After looking at the PR, it doesn't seem we've decided what to do about this

#4 Updated by Greg Farnum about 9 years ago

  • Status changed from Fix Under Review to 12
  • Assignee set to Sandon Van Ness

Packages are available in either the RHEL7 DAG (?whatever that is) or at http://www.iozone.org/src/current/. Let's please draw from one of those sources to get our tests working unless there's something else preventing it.

#5 Updated by Sandon Van Ness about 9 years ago

Ok, so we want iozone and we aren't dropping it? The only reason this wasn't completed yet is it appeared we were potentially dropping the tests but if the decision has been reached I am happy to get that package on our lab machines. If a src rpm is available I can probalby just put it into my jenkins rebuild script that will rebuild it on all our various dists (rhel/centos/fedora on the various versions) unless we really just want this on rhel7 and nothing else.
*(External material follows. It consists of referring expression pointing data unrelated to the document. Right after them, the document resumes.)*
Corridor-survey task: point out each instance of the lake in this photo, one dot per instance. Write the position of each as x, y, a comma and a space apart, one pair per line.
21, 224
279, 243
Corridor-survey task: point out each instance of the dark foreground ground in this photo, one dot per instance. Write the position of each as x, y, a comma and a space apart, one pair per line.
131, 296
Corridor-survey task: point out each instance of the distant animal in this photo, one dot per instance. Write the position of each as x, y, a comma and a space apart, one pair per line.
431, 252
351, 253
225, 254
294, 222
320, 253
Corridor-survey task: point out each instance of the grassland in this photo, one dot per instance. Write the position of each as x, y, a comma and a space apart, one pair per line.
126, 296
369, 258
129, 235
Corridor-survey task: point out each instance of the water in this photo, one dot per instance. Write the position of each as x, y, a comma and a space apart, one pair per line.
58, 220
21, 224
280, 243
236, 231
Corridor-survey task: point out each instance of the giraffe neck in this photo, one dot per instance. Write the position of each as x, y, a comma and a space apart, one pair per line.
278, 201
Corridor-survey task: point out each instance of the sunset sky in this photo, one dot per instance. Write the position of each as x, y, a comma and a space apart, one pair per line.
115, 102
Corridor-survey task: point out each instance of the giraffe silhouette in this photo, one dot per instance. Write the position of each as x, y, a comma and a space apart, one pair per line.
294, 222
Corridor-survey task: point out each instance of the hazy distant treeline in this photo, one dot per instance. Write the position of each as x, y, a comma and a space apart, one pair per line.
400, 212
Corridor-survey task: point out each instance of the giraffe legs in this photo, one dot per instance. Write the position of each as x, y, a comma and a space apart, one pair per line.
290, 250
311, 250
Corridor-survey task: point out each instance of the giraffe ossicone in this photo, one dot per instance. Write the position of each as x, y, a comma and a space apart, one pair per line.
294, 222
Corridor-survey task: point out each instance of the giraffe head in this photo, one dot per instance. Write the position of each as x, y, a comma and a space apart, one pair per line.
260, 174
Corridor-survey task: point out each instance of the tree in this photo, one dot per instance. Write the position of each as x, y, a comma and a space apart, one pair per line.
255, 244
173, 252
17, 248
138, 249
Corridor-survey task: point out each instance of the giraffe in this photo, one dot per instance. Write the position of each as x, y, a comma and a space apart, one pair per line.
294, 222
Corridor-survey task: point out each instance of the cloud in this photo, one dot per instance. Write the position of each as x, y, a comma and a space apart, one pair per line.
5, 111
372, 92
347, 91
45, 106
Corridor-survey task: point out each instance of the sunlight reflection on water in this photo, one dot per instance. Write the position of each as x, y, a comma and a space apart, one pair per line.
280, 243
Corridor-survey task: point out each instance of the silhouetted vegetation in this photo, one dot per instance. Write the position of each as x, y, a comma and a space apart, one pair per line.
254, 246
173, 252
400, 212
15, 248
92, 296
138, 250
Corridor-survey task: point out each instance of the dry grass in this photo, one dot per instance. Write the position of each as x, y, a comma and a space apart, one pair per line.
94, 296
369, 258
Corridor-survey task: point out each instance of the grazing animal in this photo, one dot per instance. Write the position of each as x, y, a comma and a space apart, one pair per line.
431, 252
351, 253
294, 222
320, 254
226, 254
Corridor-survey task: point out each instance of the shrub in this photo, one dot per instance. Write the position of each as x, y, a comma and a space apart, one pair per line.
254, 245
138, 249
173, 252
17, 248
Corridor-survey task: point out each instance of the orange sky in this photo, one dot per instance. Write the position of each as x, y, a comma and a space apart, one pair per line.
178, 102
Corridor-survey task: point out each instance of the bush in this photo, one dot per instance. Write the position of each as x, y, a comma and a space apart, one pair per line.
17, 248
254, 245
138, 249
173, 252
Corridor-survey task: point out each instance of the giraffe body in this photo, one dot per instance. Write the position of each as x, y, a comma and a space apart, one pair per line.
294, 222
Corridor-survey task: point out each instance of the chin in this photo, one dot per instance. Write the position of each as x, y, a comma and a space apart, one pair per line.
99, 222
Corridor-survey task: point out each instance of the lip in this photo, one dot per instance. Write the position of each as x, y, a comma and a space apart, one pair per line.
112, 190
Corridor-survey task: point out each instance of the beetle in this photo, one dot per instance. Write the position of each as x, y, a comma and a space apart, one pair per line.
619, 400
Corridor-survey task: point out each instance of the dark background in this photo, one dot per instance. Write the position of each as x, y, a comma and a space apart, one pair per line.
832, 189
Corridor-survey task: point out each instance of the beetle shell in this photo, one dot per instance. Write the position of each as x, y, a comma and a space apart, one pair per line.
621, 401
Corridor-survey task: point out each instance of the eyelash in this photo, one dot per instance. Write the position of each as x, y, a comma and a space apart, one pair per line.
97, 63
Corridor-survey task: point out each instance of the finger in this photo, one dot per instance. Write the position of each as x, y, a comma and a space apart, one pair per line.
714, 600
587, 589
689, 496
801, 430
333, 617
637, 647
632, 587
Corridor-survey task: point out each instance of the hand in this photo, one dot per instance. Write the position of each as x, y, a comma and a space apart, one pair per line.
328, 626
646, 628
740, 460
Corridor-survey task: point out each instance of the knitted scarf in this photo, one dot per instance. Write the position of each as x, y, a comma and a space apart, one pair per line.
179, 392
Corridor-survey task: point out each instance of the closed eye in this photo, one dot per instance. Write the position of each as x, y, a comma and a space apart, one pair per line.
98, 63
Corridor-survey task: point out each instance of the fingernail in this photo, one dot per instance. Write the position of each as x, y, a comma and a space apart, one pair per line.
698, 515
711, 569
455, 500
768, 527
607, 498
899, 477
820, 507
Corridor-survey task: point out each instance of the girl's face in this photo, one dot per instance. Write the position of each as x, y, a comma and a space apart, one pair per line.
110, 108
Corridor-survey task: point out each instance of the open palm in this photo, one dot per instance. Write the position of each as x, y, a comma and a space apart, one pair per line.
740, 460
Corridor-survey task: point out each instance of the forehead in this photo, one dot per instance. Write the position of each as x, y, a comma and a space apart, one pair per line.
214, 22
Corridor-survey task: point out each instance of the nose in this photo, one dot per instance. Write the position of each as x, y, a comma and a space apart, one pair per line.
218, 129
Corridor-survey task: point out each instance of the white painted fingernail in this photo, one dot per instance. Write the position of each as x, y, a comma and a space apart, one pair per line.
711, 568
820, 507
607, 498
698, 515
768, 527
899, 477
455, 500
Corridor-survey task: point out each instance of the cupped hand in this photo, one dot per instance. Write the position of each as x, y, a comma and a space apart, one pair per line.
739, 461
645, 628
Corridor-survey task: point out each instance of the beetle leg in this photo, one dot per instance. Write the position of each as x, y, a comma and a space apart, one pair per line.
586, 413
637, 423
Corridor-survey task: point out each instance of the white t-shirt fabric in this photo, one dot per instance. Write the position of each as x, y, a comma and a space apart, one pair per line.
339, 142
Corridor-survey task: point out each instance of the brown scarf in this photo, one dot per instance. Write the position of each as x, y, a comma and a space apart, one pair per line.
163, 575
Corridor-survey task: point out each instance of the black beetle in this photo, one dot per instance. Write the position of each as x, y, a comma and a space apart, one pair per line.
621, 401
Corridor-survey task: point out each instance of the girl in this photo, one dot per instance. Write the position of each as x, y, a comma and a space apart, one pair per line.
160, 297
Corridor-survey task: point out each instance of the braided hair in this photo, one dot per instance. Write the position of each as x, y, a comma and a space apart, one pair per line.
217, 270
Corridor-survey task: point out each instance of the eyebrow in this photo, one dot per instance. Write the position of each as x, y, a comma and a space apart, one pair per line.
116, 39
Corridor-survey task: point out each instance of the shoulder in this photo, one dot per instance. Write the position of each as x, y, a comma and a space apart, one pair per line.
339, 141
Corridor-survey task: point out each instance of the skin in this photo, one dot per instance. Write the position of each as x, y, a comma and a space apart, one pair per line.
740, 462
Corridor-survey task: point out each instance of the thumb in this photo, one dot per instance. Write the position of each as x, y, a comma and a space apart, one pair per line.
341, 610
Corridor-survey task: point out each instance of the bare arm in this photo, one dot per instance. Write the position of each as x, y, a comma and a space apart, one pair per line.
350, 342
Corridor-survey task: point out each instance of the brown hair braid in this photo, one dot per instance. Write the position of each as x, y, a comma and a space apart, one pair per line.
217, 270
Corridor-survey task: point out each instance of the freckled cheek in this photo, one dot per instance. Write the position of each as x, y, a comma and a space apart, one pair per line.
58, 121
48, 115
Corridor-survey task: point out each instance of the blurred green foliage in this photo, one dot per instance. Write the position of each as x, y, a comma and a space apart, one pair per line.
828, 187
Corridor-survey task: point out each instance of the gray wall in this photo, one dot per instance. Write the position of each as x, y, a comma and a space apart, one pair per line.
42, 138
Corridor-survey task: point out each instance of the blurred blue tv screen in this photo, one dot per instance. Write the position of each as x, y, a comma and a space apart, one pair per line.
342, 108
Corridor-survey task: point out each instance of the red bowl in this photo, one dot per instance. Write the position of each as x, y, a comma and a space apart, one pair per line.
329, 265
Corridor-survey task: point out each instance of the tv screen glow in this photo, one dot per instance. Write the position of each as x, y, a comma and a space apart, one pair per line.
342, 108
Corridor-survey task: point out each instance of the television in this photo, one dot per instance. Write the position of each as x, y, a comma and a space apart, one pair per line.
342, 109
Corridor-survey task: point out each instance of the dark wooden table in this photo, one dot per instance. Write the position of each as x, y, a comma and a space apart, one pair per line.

#6 Updated by Greg Farnum about 9 years ago

Yeah, we could probably replace iozone if we had to but it would take a fair bit of work to avoid losing test coverage, and just because it's non-free doesn't seem like a good reason to ditch them (unlike tiobench, which isn't being maintained). Since there are packages available for download I think we should just use them. :)

#7 Updated by Sandon Van Ness about 9 years ago

  • Status changed from 12 to Resolved
  • % Done changed from 0 to 100

Built out own iozone and pushed to a new 'lab-extras' repo and modified ceph-qa-chef to install this on our rhel/centos 6/7 machines/vms.